4.3 Systematische Durchführung der Intervention

Zu Beginn der achtwöchigen Interventionsphase erhielten die an der Intervention beteiligten Lehrkräfte eine halbtägige Lehrerfortbildung, einen Reader zum Konzept des Wortschatztrainings sowie eine Aktivitätenmappe mit einer Auswahl an Wortschatzübungen. Zusätzlich wurden sie in ihrer ersten Trainingsstunde von einer geschulten Masterstudentin begleitet (s. 3.2) und hatten im Anschluss in einem Einzelgespräch die Möglichkeit, die Stunde zu reflektieren sowie gezielte Nachfragen zu stellen. Der Einbezug der Masterstudentin stellte eine systematische Durchführung des Trainings sowie das Aufgreifen von Lexemen aus verschiedenen Wortschatzbereichen, die im Test (s. 4.4) erhoben wurden, sicher. Darüber hinaus dienten Wortschatzplakat und -mappe als Dokumentationsinstrumente der im Interventionszeitraum behandelten Lexeme. Zusätzlich wurde im Anschluss an das Training eine Befragung der Lehrkräfte durchgeführt, um zu klären, welche Lexeme sie im Rahmen der Intervention eingeführt hatten.

Während des Interventionszeitraums folgte die Kontrollgruppe dem gleichen Curriculum mit den gleichen Lehrmaterialien wie die Interventionsgruppe. Einige der Lehrkräfte unterrichteten sowohl in Interventions- als auch Kontrollgruppe. Sofern dies der Fall war, wurden die Lehrkräfte explizit dazu angehalten, in der Kontrollgruppe ihren etablierten Unterricht beizubehalten und neue Elemente des Wortschatztrainings erst nach Abschluss des festgesetzten Interventionszeitraums einzubeziehen.

4.4 Datenerhebung: Erhebungsinstrument und Testitems

Die Datenerhebung erfolgte mittels eines Wortschatztests, der während des regulären Deutschunterrichts durchgeführt wurde. Weitere qualitative Daten aus den teilnehmenden Beobachtungen (Protokolle), den Lehrerinterviews sowie den Schülerfragebögen werden an dieser Stelle nicht berichtet.

Der Wortschatztest wurde direkt vor der Interventionsphase sowie nach der achtwöchigen Trainingsphase durchgeführt.

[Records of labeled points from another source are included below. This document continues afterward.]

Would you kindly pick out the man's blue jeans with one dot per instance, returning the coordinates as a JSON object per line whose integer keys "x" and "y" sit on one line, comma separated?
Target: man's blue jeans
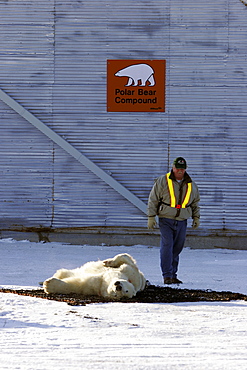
{"x": 173, "y": 234}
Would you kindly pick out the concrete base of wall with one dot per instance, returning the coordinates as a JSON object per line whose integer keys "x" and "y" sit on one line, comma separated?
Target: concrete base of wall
{"x": 201, "y": 239}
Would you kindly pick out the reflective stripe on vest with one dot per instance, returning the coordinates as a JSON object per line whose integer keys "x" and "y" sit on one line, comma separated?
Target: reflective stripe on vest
{"x": 173, "y": 202}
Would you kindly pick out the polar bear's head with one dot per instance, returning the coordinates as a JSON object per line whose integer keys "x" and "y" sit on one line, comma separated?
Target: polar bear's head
{"x": 121, "y": 288}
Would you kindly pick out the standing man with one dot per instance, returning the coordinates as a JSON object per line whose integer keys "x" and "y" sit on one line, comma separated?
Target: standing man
{"x": 174, "y": 198}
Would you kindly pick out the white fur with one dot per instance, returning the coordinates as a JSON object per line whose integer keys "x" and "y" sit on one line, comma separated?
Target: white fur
{"x": 114, "y": 278}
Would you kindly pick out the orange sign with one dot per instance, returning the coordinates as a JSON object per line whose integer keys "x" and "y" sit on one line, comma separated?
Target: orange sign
{"x": 136, "y": 85}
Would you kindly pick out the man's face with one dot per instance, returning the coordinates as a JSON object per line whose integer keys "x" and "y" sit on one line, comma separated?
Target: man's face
{"x": 178, "y": 172}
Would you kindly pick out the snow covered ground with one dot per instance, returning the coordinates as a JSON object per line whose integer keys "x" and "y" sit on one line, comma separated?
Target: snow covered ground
{"x": 38, "y": 334}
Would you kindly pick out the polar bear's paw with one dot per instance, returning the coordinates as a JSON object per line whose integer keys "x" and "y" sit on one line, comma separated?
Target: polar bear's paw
{"x": 53, "y": 285}
{"x": 110, "y": 263}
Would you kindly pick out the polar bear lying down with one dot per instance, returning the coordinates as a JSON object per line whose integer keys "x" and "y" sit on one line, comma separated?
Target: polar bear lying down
{"x": 113, "y": 278}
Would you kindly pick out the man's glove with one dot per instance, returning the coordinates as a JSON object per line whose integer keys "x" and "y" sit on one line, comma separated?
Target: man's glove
{"x": 196, "y": 223}
{"x": 151, "y": 222}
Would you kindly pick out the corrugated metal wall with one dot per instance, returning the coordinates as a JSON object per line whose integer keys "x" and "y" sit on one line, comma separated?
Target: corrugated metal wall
{"x": 53, "y": 61}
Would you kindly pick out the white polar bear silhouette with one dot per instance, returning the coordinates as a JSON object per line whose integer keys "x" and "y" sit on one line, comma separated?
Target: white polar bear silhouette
{"x": 137, "y": 72}
{"x": 113, "y": 278}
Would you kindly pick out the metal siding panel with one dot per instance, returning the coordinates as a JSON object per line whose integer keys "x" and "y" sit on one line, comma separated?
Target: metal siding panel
{"x": 53, "y": 62}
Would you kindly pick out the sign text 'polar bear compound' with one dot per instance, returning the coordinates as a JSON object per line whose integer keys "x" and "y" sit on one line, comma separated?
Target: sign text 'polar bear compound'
{"x": 136, "y": 85}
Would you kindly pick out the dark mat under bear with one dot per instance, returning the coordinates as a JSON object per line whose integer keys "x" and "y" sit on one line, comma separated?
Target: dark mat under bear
{"x": 151, "y": 294}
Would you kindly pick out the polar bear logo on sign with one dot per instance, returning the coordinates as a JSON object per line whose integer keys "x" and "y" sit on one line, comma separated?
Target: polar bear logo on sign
{"x": 137, "y": 72}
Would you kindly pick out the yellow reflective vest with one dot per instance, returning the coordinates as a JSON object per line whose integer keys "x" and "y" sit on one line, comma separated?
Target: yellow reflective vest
{"x": 173, "y": 200}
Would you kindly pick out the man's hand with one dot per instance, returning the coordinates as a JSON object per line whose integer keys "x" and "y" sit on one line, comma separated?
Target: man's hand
{"x": 151, "y": 222}
{"x": 196, "y": 223}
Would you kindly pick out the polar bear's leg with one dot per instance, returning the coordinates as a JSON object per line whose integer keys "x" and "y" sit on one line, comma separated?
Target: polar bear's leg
{"x": 119, "y": 260}
{"x": 69, "y": 285}
{"x": 54, "y": 285}
{"x": 62, "y": 274}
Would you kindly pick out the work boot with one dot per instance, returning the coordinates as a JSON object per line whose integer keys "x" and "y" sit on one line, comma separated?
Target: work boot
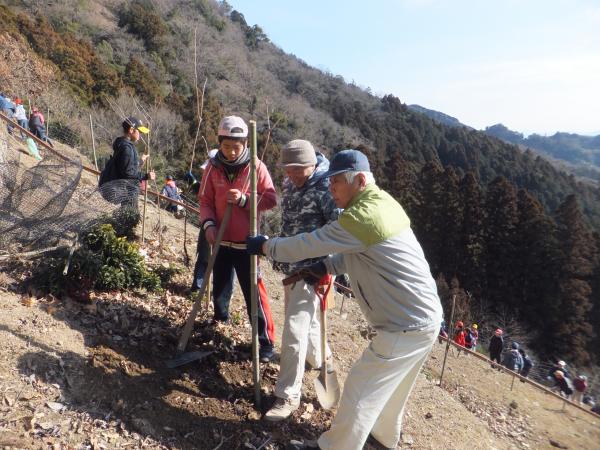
{"x": 330, "y": 367}
{"x": 282, "y": 409}
{"x": 378, "y": 445}
{"x": 302, "y": 445}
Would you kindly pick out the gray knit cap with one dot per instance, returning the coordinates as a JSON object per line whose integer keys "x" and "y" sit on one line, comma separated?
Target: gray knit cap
{"x": 298, "y": 153}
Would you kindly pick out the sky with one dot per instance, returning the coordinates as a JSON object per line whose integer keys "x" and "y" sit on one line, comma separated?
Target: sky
{"x": 533, "y": 65}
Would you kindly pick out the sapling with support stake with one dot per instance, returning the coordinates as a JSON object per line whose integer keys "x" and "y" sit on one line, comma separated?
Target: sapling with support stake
{"x": 254, "y": 267}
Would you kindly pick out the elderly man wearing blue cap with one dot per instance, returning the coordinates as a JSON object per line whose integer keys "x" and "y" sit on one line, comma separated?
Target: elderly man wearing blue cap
{"x": 373, "y": 243}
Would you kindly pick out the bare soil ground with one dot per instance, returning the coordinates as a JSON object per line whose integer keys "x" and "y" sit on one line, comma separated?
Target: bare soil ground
{"x": 92, "y": 375}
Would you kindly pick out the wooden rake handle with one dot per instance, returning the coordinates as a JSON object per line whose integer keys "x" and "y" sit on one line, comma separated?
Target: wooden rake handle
{"x": 189, "y": 325}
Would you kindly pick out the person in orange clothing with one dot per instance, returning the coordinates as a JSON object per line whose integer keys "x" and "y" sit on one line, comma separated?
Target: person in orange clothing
{"x": 459, "y": 334}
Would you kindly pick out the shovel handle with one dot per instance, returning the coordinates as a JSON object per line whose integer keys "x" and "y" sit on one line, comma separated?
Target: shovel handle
{"x": 322, "y": 289}
{"x": 187, "y": 329}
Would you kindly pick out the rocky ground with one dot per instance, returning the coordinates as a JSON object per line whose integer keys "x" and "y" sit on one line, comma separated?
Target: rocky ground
{"x": 92, "y": 375}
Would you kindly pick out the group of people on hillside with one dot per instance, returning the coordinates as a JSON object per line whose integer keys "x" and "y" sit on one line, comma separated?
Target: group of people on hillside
{"x": 335, "y": 220}
{"x": 563, "y": 382}
{"x": 517, "y": 360}
{"x": 34, "y": 122}
{"x": 466, "y": 337}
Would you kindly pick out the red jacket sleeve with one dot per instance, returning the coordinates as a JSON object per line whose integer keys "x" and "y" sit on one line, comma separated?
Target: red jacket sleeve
{"x": 206, "y": 196}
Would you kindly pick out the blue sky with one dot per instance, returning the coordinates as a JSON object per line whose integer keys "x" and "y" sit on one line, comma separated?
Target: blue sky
{"x": 532, "y": 65}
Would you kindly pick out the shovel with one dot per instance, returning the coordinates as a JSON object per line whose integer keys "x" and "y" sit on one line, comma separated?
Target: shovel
{"x": 184, "y": 358}
{"x": 326, "y": 384}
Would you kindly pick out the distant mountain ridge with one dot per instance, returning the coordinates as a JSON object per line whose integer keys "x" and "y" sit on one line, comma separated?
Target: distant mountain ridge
{"x": 581, "y": 153}
{"x": 575, "y": 153}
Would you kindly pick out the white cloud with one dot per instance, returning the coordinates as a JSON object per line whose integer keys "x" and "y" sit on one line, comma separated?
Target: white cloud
{"x": 532, "y": 95}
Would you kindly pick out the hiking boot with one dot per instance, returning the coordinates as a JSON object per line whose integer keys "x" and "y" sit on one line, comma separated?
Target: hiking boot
{"x": 266, "y": 354}
{"x": 282, "y": 409}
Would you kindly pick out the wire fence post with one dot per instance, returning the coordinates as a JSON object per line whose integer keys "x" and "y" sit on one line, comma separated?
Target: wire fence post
{"x": 450, "y": 328}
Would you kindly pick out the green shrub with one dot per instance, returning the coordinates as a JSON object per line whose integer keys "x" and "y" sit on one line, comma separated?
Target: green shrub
{"x": 104, "y": 262}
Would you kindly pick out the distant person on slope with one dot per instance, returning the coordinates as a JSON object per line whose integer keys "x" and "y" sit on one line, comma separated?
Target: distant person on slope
{"x": 202, "y": 247}
{"x": 37, "y": 127}
{"x": 226, "y": 182}
{"x": 496, "y": 346}
{"x": 21, "y": 116}
{"x": 373, "y": 243}
{"x": 459, "y": 334}
{"x": 474, "y": 337}
{"x": 580, "y": 385}
{"x": 527, "y": 364}
{"x": 513, "y": 360}
{"x": 125, "y": 165}
{"x": 563, "y": 384}
{"x": 170, "y": 190}
{"x": 306, "y": 205}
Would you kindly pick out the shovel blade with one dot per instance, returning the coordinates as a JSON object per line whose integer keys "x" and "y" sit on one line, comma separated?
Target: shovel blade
{"x": 328, "y": 390}
{"x": 186, "y": 358}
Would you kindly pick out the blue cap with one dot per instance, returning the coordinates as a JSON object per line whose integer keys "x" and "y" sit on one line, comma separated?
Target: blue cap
{"x": 348, "y": 161}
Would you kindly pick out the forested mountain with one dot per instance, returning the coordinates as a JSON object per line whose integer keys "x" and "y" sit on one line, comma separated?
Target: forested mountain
{"x": 496, "y": 222}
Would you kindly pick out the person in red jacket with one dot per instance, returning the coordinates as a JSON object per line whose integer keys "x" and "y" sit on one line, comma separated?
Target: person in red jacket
{"x": 226, "y": 180}
{"x": 459, "y": 334}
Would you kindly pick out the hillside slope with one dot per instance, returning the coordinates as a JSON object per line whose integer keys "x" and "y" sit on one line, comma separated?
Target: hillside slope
{"x": 148, "y": 48}
{"x": 93, "y": 374}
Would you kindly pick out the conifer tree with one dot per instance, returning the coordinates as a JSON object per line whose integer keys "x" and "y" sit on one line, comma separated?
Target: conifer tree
{"x": 452, "y": 218}
{"x": 594, "y": 346}
{"x": 572, "y": 332}
{"x": 536, "y": 266}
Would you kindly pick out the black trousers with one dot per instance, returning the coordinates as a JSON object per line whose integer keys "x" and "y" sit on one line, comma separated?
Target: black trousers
{"x": 227, "y": 260}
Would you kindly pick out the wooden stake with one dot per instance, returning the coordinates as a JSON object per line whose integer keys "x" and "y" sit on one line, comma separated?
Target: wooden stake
{"x": 254, "y": 267}
{"x": 93, "y": 144}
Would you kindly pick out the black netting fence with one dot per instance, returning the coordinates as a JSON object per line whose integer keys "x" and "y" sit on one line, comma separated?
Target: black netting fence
{"x": 44, "y": 202}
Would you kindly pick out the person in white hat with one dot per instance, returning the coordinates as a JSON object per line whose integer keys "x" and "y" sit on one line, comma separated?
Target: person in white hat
{"x": 226, "y": 181}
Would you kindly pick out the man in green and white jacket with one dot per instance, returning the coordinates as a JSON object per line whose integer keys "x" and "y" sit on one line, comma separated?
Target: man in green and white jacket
{"x": 373, "y": 243}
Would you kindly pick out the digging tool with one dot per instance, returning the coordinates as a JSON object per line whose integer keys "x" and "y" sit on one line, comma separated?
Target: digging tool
{"x": 186, "y": 358}
{"x": 326, "y": 384}
{"x": 187, "y": 330}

Prä- und Posttest hatten einen zeitlichen Umfang von jeweils 45 min und bestanden aus neun Aufgaben mit insgesamt 68 Einzelitems. Alle Aufgaben waren an einem von Kurtz (2012a, S. 241) entwickelten Test zur Erfassung des Bildungswortschatzes von Dritt- und Viertklässlern angelehnt. Die Entscheidung für dieses nicht standardisierte Testinstrument liegt erstens darin begründet, dass Testinstrument und Intervention aufeinander abgestimmt sein sollten. Zweitens war es nicht das Ziel der Studie, einen Vergleich mit einer Normierungsstichprobe durchzuführen, sondern gruppenspezifische Unterschiede und konkrete Lerneffekte des Trainings aufzudecken. Ferner wurde entschieden, sowohl kontextfreie, d. h. nicht textuell eingebettete Testung von Einzellexemen, als auch kontexteingebundene Aufgaben in Form von einem Lückentext einzubeziehen, um den differenziellen Effekt der Unterstützung durch Textinferenzen zu berücksichtigen.

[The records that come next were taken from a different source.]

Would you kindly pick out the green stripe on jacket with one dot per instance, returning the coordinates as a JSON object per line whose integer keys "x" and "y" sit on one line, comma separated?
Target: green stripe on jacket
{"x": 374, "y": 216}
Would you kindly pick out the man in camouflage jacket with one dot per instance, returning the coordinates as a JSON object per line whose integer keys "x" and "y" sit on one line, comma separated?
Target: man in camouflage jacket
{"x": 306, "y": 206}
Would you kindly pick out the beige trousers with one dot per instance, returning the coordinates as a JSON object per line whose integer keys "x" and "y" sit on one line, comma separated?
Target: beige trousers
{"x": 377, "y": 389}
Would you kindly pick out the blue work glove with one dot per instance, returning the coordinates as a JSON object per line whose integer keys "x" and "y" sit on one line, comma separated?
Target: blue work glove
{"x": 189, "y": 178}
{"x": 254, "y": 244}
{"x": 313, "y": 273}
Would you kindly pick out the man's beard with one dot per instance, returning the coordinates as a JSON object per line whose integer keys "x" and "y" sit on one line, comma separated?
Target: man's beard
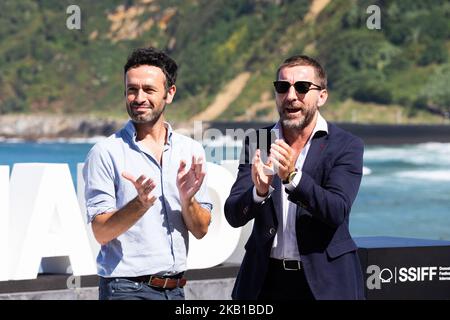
{"x": 148, "y": 117}
{"x": 298, "y": 123}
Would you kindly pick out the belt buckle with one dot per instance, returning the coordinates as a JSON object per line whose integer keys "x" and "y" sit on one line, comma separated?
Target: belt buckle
{"x": 291, "y": 269}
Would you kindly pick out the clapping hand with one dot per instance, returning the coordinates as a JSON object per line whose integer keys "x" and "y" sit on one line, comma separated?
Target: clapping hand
{"x": 189, "y": 181}
{"x": 144, "y": 187}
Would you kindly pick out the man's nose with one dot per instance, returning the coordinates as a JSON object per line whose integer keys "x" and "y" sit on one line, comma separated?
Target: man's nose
{"x": 140, "y": 97}
{"x": 291, "y": 94}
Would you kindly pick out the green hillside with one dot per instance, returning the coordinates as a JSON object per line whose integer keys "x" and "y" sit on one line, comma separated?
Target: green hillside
{"x": 403, "y": 68}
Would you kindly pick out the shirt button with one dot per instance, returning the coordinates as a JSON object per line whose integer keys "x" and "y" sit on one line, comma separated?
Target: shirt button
{"x": 272, "y": 231}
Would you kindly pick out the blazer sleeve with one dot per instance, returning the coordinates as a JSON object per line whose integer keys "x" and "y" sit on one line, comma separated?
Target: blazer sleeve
{"x": 331, "y": 202}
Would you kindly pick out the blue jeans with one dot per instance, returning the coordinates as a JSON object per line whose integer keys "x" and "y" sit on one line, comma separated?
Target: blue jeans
{"x": 124, "y": 289}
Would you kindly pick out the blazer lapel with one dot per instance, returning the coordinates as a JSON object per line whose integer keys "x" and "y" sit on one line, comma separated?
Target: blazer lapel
{"x": 318, "y": 144}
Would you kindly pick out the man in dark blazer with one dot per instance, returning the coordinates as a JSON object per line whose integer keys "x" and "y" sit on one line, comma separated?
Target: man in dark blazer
{"x": 298, "y": 180}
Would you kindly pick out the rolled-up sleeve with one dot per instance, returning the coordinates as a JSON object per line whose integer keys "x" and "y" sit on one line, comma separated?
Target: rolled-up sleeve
{"x": 98, "y": 174}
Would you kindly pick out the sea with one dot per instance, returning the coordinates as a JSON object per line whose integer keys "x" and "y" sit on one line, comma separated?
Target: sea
{"x": 405, "y": 190}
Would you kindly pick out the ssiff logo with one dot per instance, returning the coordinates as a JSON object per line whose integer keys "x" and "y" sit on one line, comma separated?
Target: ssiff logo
{"x": 377, "y": 276}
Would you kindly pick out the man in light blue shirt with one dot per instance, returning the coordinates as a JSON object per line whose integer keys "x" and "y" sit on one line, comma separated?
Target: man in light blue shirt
{"x": 145, "y": 191}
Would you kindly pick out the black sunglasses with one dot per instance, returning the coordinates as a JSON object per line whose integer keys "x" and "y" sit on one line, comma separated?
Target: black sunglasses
{"x": 301, "y": 87}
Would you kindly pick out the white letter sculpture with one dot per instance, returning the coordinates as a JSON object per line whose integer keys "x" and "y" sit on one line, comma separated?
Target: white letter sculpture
{"x": 45, "y": 220}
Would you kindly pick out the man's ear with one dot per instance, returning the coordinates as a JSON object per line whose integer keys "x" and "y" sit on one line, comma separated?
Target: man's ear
{"x": 323, "y": 96}
{"x": 171, "y": 93}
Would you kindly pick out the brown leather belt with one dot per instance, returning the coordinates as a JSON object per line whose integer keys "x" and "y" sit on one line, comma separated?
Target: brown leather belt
{"x": 164, "y": 283}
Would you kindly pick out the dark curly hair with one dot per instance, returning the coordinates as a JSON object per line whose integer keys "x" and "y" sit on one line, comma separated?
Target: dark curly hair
{"x": 153, "y": 57}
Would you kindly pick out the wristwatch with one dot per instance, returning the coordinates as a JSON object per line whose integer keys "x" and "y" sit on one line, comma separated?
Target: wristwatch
{"x": 290, "y": 177}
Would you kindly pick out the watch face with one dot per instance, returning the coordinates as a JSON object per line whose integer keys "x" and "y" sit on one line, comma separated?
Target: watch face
{"x": 291, "y": 176}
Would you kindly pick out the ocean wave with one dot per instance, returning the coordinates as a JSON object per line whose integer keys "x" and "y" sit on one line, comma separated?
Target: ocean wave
{"x": 222, "y": 141}
{"x": 430, "y": 175}
{"x": 366, "y": 171}
{"x": 420, "y": 154}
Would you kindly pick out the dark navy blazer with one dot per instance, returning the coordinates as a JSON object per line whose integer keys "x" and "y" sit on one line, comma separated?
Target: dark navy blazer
{"x": 331, "y": 177}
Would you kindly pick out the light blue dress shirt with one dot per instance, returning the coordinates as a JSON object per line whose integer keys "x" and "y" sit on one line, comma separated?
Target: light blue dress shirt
{"x": 158, "y": 242}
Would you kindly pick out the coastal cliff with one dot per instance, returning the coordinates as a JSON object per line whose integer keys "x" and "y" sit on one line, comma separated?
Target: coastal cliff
{"x": 34, "y": 127}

Aufgrund eines nachgewiesenen Deckeneffekts wurde die erste, aus Motivationszwecken sehr einfach gestaltete Aufgabe 1a von der Analyse für Hypothesen 1 und 2 ausgeschlossen; sie wird hierfür im Weiteren nicht berücksichtigt. Nach diesem Ausschluss verblieben 61 Items, die sowohl im Prä- als auch im Posttest mit identischen Aufgabenformaten, aber unterschiedlicher Reihenfolge abgefragt wurden. Aus schulorganisatorischen Gründen war es nicht möglich, einen lapsed-post-test anzuschließen. Die Auswahl der im Test erhobenen Wortschatzitems erfolgte über eine Analyse der in allen Fächern verpflichtend einzusetzenden Lehrmaterialien des 5. Jahrgangs, d. h. alle Lernenden begegneten den Lexemen im regulären Unterricht während des Untersuchungszeitraums. Für Hypothese 3 war von Interesse, wie der Trainingsgrad der Lexeme ausfiel. Auf Basis der teilnehmenden Beobachtung und der Lehrerbefragungen konnten 63 Items am Ende der Intervention in drei Kategorien eingeteilt werden: (1) trainiert (19 Lexeme), (2) angesprochen, z. B. von der Lehrkraft kurz mündlich erklärt, aber nicht im Sinne der RVI trainiert (16 Lexeme) und (3) nicht trainiert oder angesprochen, aber Teil des Unterrichtsmaterials (28 Lexeme). Da die Kontrollgruppe nicht begleitet wurde, liegen keine Daten dazu vor, inwieweit bestimmte Items im Regelunterricht angesprochen wurden.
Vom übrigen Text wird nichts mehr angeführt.